Scientists from the University of Osaka have created three-dimensional micron-sized bulls and springs by developing a high-resolution profiling technique called two-photon micropolymerization, (Nature 412 697-698).
Photopolymerization involves shining light at molecules to make them react and form a polymer. By directing two infrared lasers at a resin, Hong-Bo Sun and colleagues did just this but discovered that the resin only polymerized at the laser focal point. With this in mind, they used the laser focus to outline the desired shape of the microdevice. Sun says that by refining this technique the researchers beat the resin's diffraction limit and sculpted microdevices at a resolution of 120 nm.

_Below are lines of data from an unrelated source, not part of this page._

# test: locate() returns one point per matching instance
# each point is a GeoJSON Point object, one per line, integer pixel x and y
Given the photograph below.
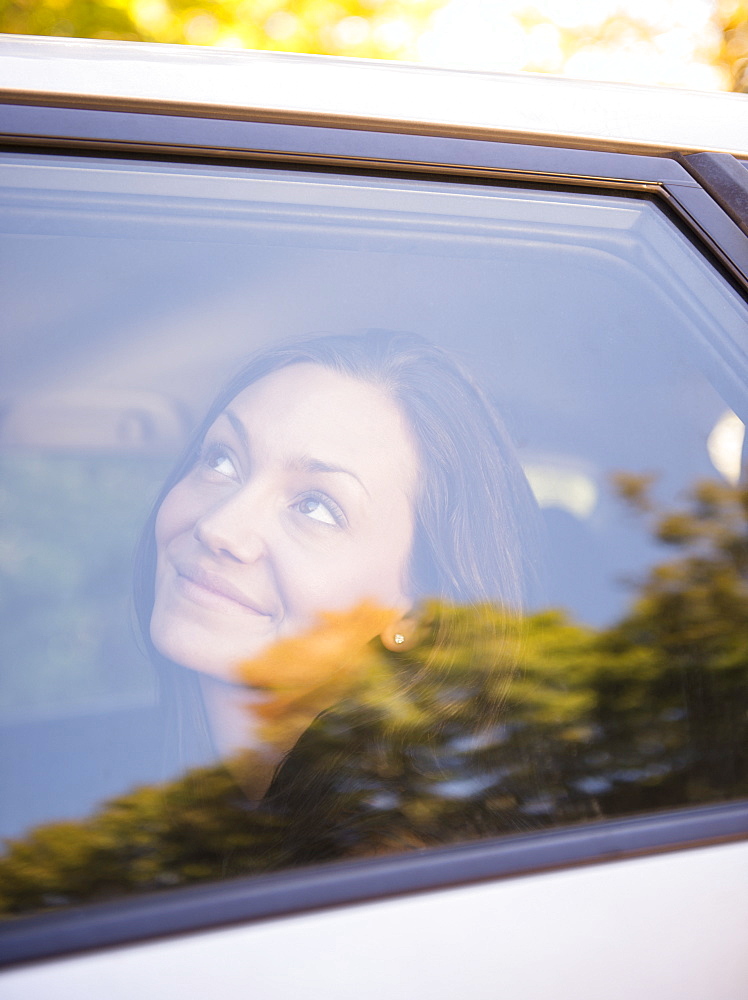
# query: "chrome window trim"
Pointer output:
{"type": "Point", "coordinates": [164, 136]}
{"type": "Point", "coordinates": [265, 897]}
{"type": "Point", "coordinates": [371, 94]}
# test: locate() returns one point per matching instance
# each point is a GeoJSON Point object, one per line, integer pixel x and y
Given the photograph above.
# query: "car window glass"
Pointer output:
{"type": "Point", "coordinates": [480, 611]}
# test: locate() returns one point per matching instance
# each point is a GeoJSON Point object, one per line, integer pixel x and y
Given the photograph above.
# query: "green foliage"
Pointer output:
{"type": "Point", "coordinates": [491, 724]}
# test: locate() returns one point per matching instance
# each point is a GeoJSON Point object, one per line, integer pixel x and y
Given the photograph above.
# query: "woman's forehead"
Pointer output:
{"type": "Point", "coordinates": [313, 412]}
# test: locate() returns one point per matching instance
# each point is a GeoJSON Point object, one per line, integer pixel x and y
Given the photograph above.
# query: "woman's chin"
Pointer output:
{"type": "Point", "coordinates": [211, 662]}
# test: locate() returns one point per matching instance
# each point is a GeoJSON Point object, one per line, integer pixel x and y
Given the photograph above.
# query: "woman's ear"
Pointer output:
{"type": "Point", "coordinates": [401, 635]}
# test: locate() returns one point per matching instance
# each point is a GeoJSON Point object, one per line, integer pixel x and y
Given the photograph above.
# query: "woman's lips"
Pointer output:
{"type": "Point", "coordinates": [213, 591]}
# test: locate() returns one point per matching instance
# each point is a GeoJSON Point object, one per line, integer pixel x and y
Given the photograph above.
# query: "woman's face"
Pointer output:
{"type": "Point", "coordinates": [301, 502]}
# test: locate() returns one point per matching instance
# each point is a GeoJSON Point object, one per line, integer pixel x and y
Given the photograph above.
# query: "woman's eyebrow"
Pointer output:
{"type": "Point", "coordinates": [308, 464]}
{"type": "Point", "coordinates": [239, 428]}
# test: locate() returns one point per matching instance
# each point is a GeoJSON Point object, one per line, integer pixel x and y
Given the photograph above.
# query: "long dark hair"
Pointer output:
{"type": "Point", "coordinates": [473, 544]}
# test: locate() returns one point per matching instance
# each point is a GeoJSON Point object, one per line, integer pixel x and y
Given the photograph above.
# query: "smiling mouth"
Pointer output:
{"type": "Point", "coordinates": [214, 592]}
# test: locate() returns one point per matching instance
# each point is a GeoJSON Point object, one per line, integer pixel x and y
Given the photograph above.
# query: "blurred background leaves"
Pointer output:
{"type": "Point", "coordinates": [699, 44]}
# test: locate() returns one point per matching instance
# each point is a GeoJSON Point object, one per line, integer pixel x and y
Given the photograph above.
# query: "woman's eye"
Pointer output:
{"type": "Point", "coordinates": [322, 509]}
{"type": "Point", "coordinates": [217, 458]}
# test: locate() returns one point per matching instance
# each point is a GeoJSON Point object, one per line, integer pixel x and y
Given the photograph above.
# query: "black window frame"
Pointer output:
{"type": "Point", "coordinates": [702, 193]}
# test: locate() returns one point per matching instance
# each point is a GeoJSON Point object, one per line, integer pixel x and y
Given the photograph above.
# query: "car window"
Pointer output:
{"type": "Point", "coordinates": [347, 515]}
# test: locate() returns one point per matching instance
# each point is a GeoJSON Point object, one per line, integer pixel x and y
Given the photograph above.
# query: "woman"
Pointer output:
{"type": "Point", "coordinates": [334, 485]}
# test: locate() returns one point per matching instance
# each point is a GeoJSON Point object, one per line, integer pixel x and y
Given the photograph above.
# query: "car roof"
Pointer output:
{"type": "Point", "coordinates": [373, 94]}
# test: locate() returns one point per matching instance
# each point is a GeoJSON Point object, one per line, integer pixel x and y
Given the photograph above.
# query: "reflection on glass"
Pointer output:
{"type": "Point", "coordinates": [398, 720]}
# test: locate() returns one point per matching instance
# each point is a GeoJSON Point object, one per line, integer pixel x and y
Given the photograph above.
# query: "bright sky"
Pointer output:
{"type": "Point", "coordinates": [636, 41]}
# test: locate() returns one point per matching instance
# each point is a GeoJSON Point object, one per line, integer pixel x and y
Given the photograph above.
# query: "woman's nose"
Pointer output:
{"type": "Point", "coordinates": [234, 529]}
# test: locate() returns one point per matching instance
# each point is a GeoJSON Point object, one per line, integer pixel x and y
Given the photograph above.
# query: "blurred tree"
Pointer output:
{"type": "Point", "coordinates": [367, 28]}
{"type": "Point", "coordinates": [491, 723]}
{"type": "Point", "coordinates": [732, 19]}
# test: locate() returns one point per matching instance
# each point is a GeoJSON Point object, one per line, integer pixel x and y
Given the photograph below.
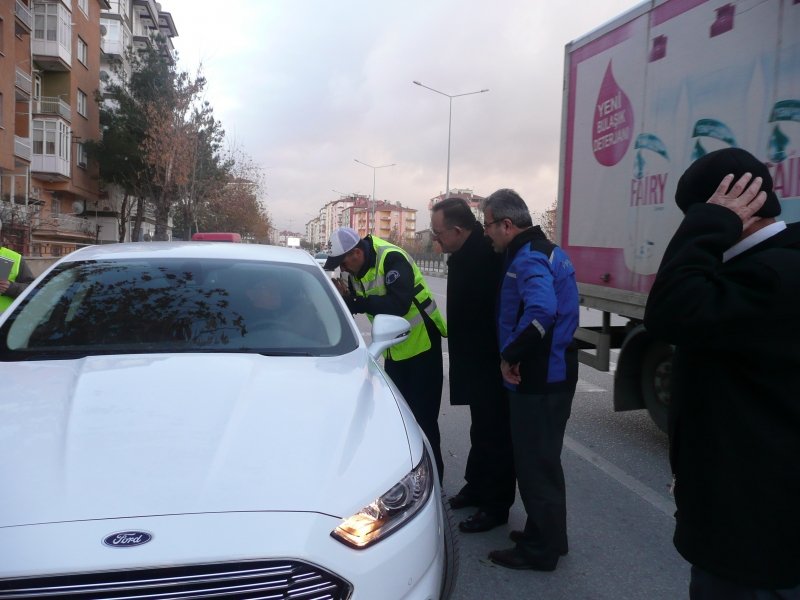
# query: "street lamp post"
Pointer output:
{"type": "Point", "coordinates": [374, 169]}
{"type": "Point", "coordinates": [449, 123]}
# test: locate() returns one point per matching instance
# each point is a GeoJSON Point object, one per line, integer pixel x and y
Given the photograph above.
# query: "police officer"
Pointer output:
{"type": "Point", "coordinates": [384, 280]}
{"type": "Point", "coordinates": [19, 278]}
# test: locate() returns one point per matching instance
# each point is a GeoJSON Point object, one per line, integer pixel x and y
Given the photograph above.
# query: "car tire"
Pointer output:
{"type": "Point", "coordinates": [452, 552]}
{"type": "Point", "coordinates": [656, 382]}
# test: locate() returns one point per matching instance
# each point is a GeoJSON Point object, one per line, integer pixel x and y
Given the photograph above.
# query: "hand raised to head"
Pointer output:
{"type": "Point", "coordinates": [744, 202]}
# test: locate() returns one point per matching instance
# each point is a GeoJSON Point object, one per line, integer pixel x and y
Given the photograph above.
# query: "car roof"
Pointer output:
{"type": "Point", "coordinates": [190, 250]}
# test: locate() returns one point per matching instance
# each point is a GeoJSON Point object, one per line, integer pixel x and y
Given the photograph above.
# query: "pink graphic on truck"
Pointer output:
{"type": "Point", "coordinates": [612, 123]}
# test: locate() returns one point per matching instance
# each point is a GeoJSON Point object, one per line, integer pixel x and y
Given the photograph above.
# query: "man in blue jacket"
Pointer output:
{"type": "Point", "coordinates": [537, 314]}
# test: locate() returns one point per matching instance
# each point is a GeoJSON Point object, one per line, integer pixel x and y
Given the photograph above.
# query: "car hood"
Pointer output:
{"type": "Point", "coordinates": [109, 437]}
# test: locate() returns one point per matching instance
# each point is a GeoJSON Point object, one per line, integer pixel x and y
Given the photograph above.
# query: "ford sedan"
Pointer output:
{"type": "Point", "coordinates": [200, 420]}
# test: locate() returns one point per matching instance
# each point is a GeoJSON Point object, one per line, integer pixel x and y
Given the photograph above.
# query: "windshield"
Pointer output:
{"type": "Point", "coordinates": [178, 305]}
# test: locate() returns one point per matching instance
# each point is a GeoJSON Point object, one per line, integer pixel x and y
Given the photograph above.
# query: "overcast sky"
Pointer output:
{"type": "Point", "coordinates": [307, 86]}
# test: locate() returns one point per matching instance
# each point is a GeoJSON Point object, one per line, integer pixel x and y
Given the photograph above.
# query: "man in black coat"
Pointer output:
{"type": "Point", "coordinates": [474, 275]}
{"type": "Point", "coordinates": [727, 295]}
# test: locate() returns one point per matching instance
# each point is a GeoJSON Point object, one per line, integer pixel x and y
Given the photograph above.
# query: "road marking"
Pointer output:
{"type": "Point", "coordinates": [637, 487]}
{"type": "Point", "coordinates": [585, 386]}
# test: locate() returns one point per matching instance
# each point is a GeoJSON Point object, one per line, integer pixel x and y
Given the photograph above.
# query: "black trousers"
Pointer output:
{"type": "Point", "coordinates": [538, 422]}
{"type": "Point", "coordinates": [490, 476]}
{"type": "Point", "coordinates": [705, 586]}
{"type": "Point", "coordinates": [420, 379]}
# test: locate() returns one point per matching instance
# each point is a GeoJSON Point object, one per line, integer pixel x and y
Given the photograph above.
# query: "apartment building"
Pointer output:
{"type": "Point", "coordinates": [467, 194]}
{"type": "Point", "coordinates": [127, 25]}
{"type": "Point", "coordinates": [392, 221]}
{"type": "Point", "coordinates": [54, 56]}
{"type": "Point", "coordinates": [16, 90]}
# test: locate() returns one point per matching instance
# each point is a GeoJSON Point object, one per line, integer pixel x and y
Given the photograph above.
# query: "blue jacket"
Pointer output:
{"type": "Point", "coordinates": [537, 314]}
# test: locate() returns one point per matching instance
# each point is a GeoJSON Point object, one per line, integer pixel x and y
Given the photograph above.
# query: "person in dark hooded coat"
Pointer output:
{"type": "Point", "coordinates": [727, 296]}
{"type": "Point", "coordinates": [473, 281]}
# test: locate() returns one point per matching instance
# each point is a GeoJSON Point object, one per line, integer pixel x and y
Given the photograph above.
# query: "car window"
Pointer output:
{"type": "Point", "coordinates": [178, 305]}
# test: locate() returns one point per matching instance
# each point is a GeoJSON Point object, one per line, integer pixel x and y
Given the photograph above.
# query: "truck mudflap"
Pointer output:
{"type": "Point", "coordinates": [643, 376]}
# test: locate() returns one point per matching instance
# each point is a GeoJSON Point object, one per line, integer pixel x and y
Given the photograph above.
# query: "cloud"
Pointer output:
{"type": "Point", "coordinates": [307, 87]}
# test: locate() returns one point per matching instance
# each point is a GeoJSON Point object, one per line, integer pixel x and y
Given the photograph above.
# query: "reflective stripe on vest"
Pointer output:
{"type": "Point", "coordinates": [5, 301]}
{"type": "Point", "coordinates": [374, 284]}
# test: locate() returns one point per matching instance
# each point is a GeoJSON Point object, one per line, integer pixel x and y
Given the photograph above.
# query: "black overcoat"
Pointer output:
{"type": "Point", "coordinates": [473, 281]}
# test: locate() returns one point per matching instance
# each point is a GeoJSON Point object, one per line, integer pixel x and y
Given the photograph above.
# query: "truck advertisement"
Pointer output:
{"type": "Point", "coordinates": [645, 96]}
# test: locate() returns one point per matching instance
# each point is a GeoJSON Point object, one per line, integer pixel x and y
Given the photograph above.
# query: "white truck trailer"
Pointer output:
{"type": "Point", "coordinates": [644, 96]}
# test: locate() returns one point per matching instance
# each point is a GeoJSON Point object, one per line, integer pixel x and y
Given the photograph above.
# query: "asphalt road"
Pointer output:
{"type": "Point", "coordinates": [620, 519]}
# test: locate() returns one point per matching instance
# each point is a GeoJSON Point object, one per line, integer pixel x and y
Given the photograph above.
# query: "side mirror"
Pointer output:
{"type": "Point", "coordinates": [387, 331]}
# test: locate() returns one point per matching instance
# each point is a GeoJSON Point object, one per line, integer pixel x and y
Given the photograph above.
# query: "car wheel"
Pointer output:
{"type": "Point", "coordinates": [452, 552]}
{"type": "Point", "coordinates": [656, 382]}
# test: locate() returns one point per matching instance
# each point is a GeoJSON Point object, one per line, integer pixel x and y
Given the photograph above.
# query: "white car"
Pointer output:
{"type": "Point", "coordinates": [200, 420]}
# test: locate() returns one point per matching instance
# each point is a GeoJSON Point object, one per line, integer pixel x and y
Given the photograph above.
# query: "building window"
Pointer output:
{"type": "Point", "coordinates": [51, 138]}
{"type": "Point", "coordinates": [81, 156]}
{"type": "Point", "coordinates": [81, 103]}
{"type": "Point", "coordinates": [52, 24]}
{"type": "Point", "coordinates": [83, 52]}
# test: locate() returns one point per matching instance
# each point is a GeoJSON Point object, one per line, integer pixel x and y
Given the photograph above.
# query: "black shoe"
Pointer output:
{"type": "Point", "coordinates": [510, 559]}
{"type": "Point", "coordinates": [481, 521]}
{"type": "Point", "coordinates": [518, 536]}
{"type": "Point", "coordinates": [461, 501]}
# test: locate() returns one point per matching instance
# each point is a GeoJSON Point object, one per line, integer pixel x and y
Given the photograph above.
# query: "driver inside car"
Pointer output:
{"type": "Point", "coordinates": [280, 305]}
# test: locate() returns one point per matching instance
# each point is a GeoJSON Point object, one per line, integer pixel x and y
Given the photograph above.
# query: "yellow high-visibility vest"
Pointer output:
{"type": "Point", "coordinates": [6, 301]}
{"type": "Point", "coordinates": [374, 284]}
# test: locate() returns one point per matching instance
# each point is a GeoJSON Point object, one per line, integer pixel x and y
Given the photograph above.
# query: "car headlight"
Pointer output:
{"type": "Point", "coordinates": [391, 511]}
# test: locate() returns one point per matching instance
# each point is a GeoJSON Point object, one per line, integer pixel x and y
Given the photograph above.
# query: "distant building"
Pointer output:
{"type": "Point", "coordinates": [280, 238]}
{"type": "Point", "coordinates": [393, 222]}
{"type": "Point", "coordinates": [472, 199]}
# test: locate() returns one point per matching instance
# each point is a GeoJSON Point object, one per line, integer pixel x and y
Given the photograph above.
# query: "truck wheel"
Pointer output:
{"type": "Point", "coordinates": [656, 382]}
{"type": "Point", "coordinates": [452, 553]}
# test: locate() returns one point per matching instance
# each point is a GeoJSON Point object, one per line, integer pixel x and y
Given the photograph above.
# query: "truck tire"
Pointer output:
{"type": "Point", "coordinates": [452, 552]}
{"type": "Point", "coordinates": [656, 382]}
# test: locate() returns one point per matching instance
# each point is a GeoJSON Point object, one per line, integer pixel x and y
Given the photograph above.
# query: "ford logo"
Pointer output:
{"type": "Point", "coordinates": [127, 539]}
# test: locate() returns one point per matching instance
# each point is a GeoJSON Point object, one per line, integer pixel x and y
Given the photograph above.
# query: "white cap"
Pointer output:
{"type": "Point", "coordinates": [343, 240]}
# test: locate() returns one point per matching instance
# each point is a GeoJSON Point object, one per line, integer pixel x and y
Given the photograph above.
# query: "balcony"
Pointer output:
{"type": "Point", "coordinates": [52, 44]}
{"type": "Point", "coordinates": [23, 13]}
{"type": "Point", "coordinates": [22, 147]}
{"type": "Point", "coordinates": [142, 42]}
{"type": "Point", "coordinates": [147, 11]}
{"type": "Point", "coordinates": [51, 165]}
{"type": "Point", "coordinates": [69, 223]}
{"type": "Point", "coordinates": [47, 105]}
{"type": "Point", "coordinates": [23, 81]}
{"type": "Point", "coordinates": [168, 50]}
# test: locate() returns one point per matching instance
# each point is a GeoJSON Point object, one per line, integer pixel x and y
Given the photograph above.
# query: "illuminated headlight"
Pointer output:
{"type": "Point", "coordinates": [391, 511]}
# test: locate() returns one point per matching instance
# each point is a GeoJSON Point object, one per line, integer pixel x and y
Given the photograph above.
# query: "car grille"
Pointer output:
{"type": "Point", "coordinates": [251, 580]}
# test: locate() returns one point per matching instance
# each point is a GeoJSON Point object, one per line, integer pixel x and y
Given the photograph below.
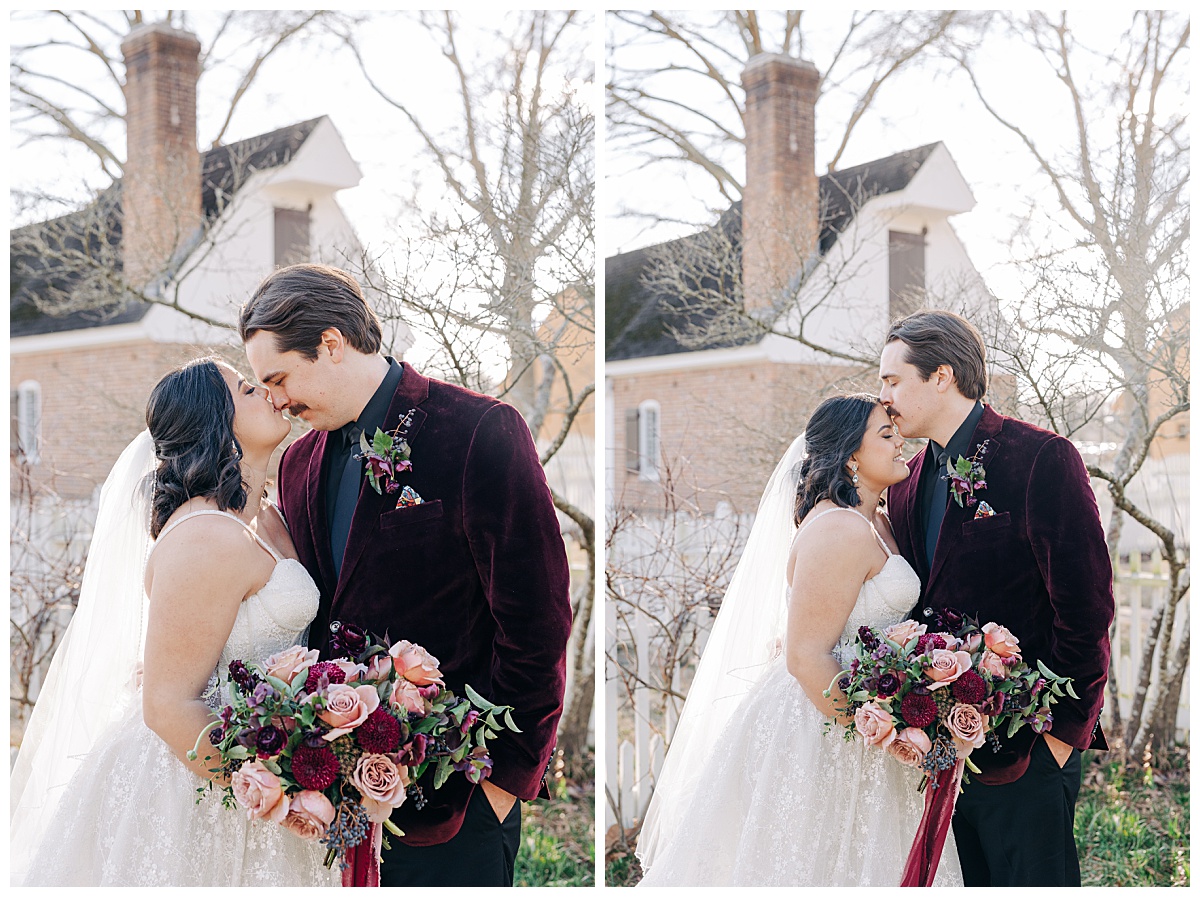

"We chose the shape of a bull to demonstrate our technology as it has a sophisticated shape with sharp tips and a partially rough body," said Sun. "At only 10 by 7 microns, the model bulls are the size of red blood cells. This makes them the smallest model animals ever made artificially."
The scientists also fabricated a spring, which they oscillated by first anchoring one end to a glass substrate and adding a bead to the other. They set the spring in motion by capturing and pulling the bead with a laser-trapping force. "This must be the smallest functional micromechanical system ever produced," said Sun.
Confident that their technique is the only way to fabricate three-dimensional microdevices, the scientists are now eager to find practical applications.
"[By reaching sub-diffraction limits] we have shifted the working wavelength of photonic and optoelectronics devices into the visible and near-infrared regions," said Sun. "Two-photon polymerization will find uses in nanophotonics, MEMs and biological applications."
"[We hope to] fabricate 3D photonic crystals, complex machines for drug delivery or surgery and also micro and nano-sensors," he added.